On this occasion, Mr Cameron’s main concern is to ensure that we on no account give the major new contract we shall be awarding next May, for work to be carried out in the period 2015 to 2020, to the rival firm of Miliband & Balls. According to Mr Cameron, that would be “taking a massive gamble with our future”. He warns that he can see “a great, black, ominous cloud on the horizon”, which will burst over us if Miliband & Balls are allowed anywhere near this job. For they are the cowboys who “failed to put money aside for a rainy day”, with the result that “in 2008, when the economic storms hit, we were completely exposed”.
According to Mr Cameron, the same could all too easily happen again after 2015. He warns that his rival is trying to pull the wool over our eyes: “Last week, Ed Miliband spoke about the deficit – and wrapped it all up in a lot of jargon.” Mr Cameron claims to strip all that jargon away: he warns that when the deficit spirals out of control, and there is no credible plan to deal with it, confidence evaporates and “interest rates can get dangerously high”, which in turn would mean “people lying awake worrying about their mortgage payments…businesses closing down; jobs lost; homes lost”.

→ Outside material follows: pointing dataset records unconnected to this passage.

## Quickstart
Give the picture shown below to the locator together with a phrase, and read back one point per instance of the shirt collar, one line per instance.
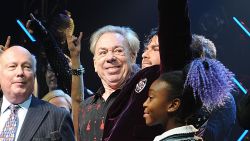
(179, 130)
(6, 104)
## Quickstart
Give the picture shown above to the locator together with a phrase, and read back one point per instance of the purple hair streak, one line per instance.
(211, 81)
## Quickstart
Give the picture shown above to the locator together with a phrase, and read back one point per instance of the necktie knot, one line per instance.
(14, 108)
(9, 131)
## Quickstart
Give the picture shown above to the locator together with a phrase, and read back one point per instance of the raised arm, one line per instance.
(77, 93)
(174, 34)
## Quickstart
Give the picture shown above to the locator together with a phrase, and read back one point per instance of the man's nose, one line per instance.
(111, 57)
(20, 71)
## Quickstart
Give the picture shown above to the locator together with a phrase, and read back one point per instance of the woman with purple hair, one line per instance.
(175, 96)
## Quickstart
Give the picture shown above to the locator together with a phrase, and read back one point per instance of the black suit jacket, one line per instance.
(45, 121)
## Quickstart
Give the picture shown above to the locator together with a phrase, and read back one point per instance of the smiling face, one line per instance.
(156, 105)
(17, 74)
(151, 54)
(112, 59)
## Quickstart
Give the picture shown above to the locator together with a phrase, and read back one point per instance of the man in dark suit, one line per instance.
(37, 120)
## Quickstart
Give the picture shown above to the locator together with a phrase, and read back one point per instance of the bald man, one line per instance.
(37, 120)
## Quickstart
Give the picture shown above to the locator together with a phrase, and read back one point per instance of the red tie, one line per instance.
(9, 131)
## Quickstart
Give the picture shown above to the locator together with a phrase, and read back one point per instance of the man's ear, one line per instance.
(174, 105)
(94, 64)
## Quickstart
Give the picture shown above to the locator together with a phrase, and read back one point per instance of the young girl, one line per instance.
(175, 96)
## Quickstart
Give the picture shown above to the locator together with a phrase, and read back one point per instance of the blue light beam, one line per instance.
(243, 135)
(26, 31)
(242, 27)
(245, 92)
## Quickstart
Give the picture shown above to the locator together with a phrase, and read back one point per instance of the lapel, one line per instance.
(34, 117)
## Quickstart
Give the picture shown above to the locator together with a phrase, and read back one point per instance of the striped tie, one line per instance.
(9, 131)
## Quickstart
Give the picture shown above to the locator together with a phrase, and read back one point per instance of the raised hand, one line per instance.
(34, 25)
(74, 44)
(7, 44)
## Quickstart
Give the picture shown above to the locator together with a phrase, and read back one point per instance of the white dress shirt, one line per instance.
(5, 113)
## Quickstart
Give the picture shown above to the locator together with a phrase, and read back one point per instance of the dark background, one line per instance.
(212, 18)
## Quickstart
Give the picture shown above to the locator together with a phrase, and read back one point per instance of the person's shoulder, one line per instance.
(88, 100)
(48, 106)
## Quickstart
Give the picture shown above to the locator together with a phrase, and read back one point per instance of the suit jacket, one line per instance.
(45, 122)
(124, 121)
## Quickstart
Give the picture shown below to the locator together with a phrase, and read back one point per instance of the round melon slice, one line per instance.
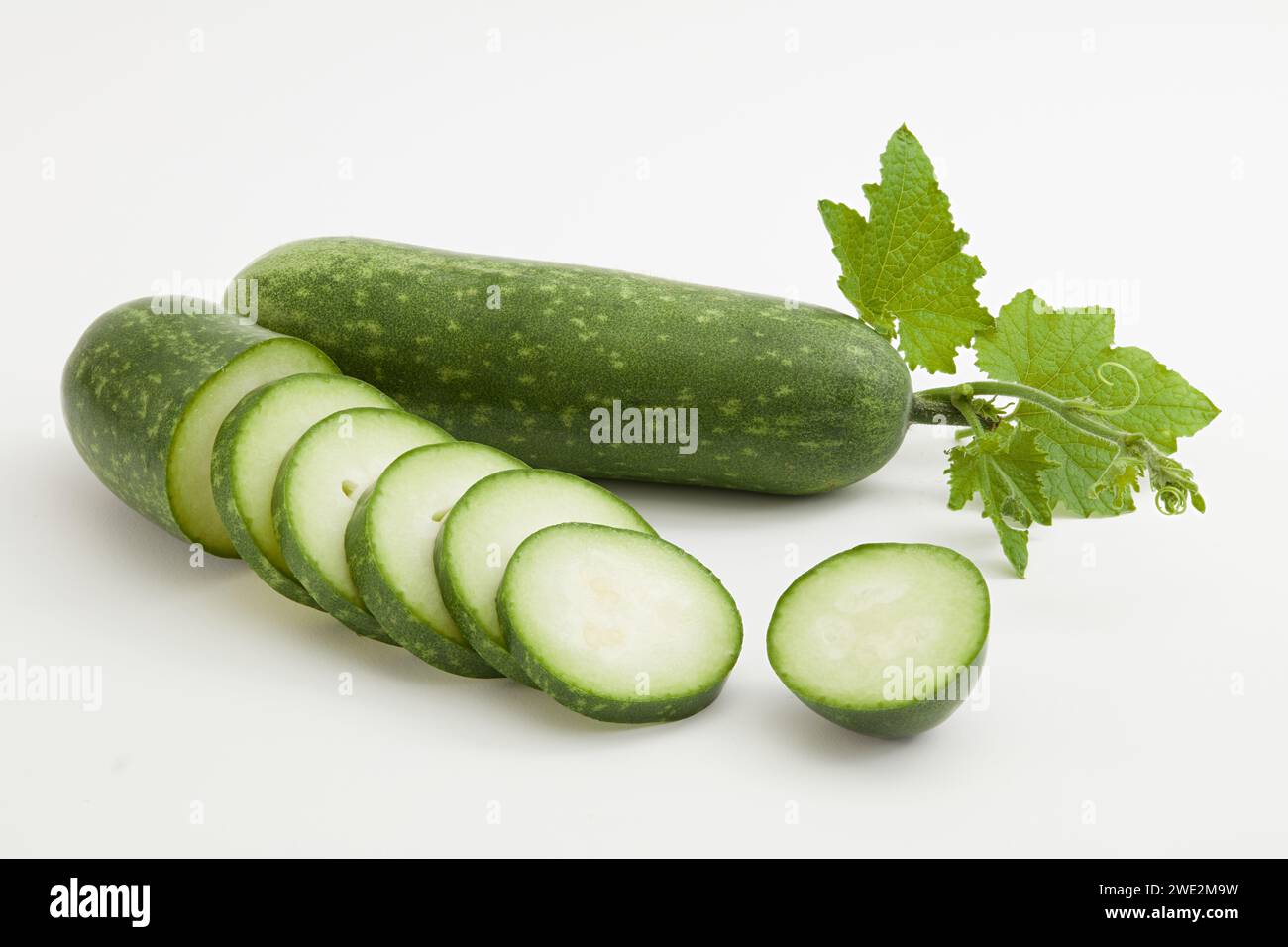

So it is only prudent to get the deficit (or in the Prime Minister’s homely analogy, the roof) fixed by 2018, after which we can start putting money aside for a rainy day, so we are protected against future storms. In its report this morning of the speech, headlined “Black cloud of Labour will wreck economy, PM warns”, The Times (£) rightly observes that this marks
“a sharp change in approach from Mr Cameron’s speech at the Conservative party conference in October, when he argued that speedy deficit reduction was necessary to fund tax cuts. ‘Our commitment to you for the next five years: we want to cut more of your taxes. But we can only do that if we keep on cutting the deficit. It’s common sense — tax cuts need to be paid for,’ he told the party faithful. Mr Cameron will argue today that deficit reduction is needed to provide a shock absorber in case of a future economic crisis, as he seeks to remind voters of the impact of the financial crash.”
Labour cannot be trusted. To vote for Miliband & Balls – who worked for and in 2010 took over the business which had been run in to the ground by Blair & Brown – would be far too dangerous. Those people would once again wreck everything. That in a nutshell is the case Mr Cameron is making today.
One rather painful difficulty for Cameron & Osborne is that they have been working on the roof ever since 2010, and it is very far from fixed. Mr Osborne started out with a great show of activity in May 2010, and assured us the job would be done by now, but it certainly isn’t. He claims Blair & Brown left things in such a mess that it is going to take longer than originally expected to clear it all up.
Mr Cameron is going negative: he wants to stop Miliband & Balls building up any economic credibility. In 1957, the German Chancellor, Konrad Adenauer, campaigned successfully for re-election on the slogan “Keine Experimente!” – “No Experiments!” That is part of the Prime Minister’s message now: that we should not endanger recovery by letting the other lot take over. It is a simple, unadventurous claim, well calculated to appeal to voters who feel their own economic circumstances to be every bit as precarious as the national finances.